When talking about IT-security, the first thing people think of is cybercrime and the measures the IT department has to take to protect their organisation against that. Of course I do not mean that IT-security is less important in any way, but I want to emphasize that there is need of a critical look at the work floor. When IT-security is concerned, the people are the weakest link. In this article you will find the biggest internet traps among employees.
Recently, we at BIT organised the Safe Internet Bootcamp for over 100 IT managers and professionals. At this bootcamp we gave some useful tips and tools and showed which steps need to be taken to help employees be safe online. Recent research showed that 52 percent of the employees thinks of themselves as the weakest link where security of the working computer and corporate sensitive data is concerned. In addition to that, you cannot assume that they report this to the IT department. When they suspect they are the victim of a cybercrime, only 15 percent notifies the responsible IT person and 20 percent only does this occasionally. Shocking numbers that show that the people are the weakest link in IT-security.
The same research shows that employees underestimate the persuasiveness of such emails. Over three quarters of the employees says they immediately recognise a malicious email. Malicious emails are getting better and better, so they are becoming a bigger threat now. Phishing emails are hardly discernible from the real ones. At BIT, we recently received an email asking us to participate in a corporate day for IT students. They redirected us to a website or the enclosed document for more information. The website was not discernible from a real event website. The enclosed document, however, arose some problems because it concerned an xlsm-file. We had to use macros to open the file, but we do not do that in our organisation. We asked the sender for another way to provide us with the information and we were told to install the macros anyway or open the file on another computer. Naturally, we did not do this and it turned out to be a test by Madison Gurkha that only our Security Officers knew about. A good example of how it all works and what to look for.

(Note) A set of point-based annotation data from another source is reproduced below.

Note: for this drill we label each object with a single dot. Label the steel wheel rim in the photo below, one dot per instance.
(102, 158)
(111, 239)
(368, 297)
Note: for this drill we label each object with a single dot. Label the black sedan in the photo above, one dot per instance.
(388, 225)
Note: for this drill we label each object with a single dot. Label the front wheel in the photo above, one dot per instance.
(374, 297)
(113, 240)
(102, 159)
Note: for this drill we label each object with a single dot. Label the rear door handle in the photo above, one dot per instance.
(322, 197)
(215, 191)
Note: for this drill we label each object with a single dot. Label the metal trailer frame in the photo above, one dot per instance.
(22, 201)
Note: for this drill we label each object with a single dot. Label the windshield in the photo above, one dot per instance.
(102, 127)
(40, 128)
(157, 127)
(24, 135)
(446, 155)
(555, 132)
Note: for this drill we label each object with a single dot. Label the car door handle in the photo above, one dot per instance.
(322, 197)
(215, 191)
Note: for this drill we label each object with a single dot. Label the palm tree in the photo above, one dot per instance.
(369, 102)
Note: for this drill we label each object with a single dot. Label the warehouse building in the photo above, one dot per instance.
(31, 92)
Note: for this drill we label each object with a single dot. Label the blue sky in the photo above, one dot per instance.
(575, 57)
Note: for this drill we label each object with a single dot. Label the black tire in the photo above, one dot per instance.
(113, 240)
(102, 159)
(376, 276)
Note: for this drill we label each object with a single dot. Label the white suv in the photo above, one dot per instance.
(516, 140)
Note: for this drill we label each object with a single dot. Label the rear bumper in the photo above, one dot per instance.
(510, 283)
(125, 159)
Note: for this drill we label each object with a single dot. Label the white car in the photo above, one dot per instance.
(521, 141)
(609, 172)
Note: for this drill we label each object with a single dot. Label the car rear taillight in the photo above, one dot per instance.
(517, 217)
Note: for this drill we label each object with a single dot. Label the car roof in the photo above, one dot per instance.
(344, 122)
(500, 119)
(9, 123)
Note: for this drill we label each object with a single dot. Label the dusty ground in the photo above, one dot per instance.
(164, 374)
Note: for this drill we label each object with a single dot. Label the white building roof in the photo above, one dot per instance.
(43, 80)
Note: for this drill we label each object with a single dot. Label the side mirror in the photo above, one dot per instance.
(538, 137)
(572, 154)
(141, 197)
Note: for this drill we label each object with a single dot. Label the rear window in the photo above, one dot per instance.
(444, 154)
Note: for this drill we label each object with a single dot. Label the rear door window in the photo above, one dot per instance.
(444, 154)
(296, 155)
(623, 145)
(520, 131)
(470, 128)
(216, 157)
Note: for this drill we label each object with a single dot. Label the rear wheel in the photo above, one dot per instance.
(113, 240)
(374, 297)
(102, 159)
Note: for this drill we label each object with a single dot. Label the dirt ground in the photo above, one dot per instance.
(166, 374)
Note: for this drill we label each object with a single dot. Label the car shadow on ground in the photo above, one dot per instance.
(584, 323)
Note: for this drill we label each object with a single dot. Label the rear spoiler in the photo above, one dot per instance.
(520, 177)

It is not only the case that people overestimate themselves when malicious emails are concerned, but they are irresponsible when it comes to passwords too. Employees between the ages of 18 and 34 reuse their password for more than three logins (63%). We all think passwords are very impractical, but they are an essentially important part of IT-security. With a weak password policy or no policy at all, organisations are exposing themselves and their employees to risks. A leak in your systems will lead to your employees and clients to be vulnerable on other sites. It is of the utmost importance that you make sure your employees know how to handle passwords. Enforce strict but useful password policies for people who have access to your systems. The rate of strict to useful is very important here. These policies need to be based on guidelines for making passwords, the way in which your employees save passwords and what to do when passwords are leaked.
By now everyone knows that making back-ups is very important. Sadly, this goes wrong quite often. No less than 15 percent of the employees never makes a back-up of their corporate files. The IT department has to play a proactive role here and ensure the back-ups. It is important to know here who is using which devices and where it is stored (cloud services, mobile devices and/or portable media). But that is not enough. Setting up procedures, schedules and knowing exactly what is being backed-up is difficult. By executing restore tests every now and then, you are ensured of a back-up that is complete and restorable. Do the restore tests fail? Then it is time to change the back-up process.
Digital security is very important. This is partly a technical thing, but for the most part the responsibility lies with your employees. Employees that, accidentally or maybe even on purpose, leak corporate data can do a lot of damage to your organisation and your clients. So take notice of the behaviour of your employees and make them a part of the security policy in order to lower the risks.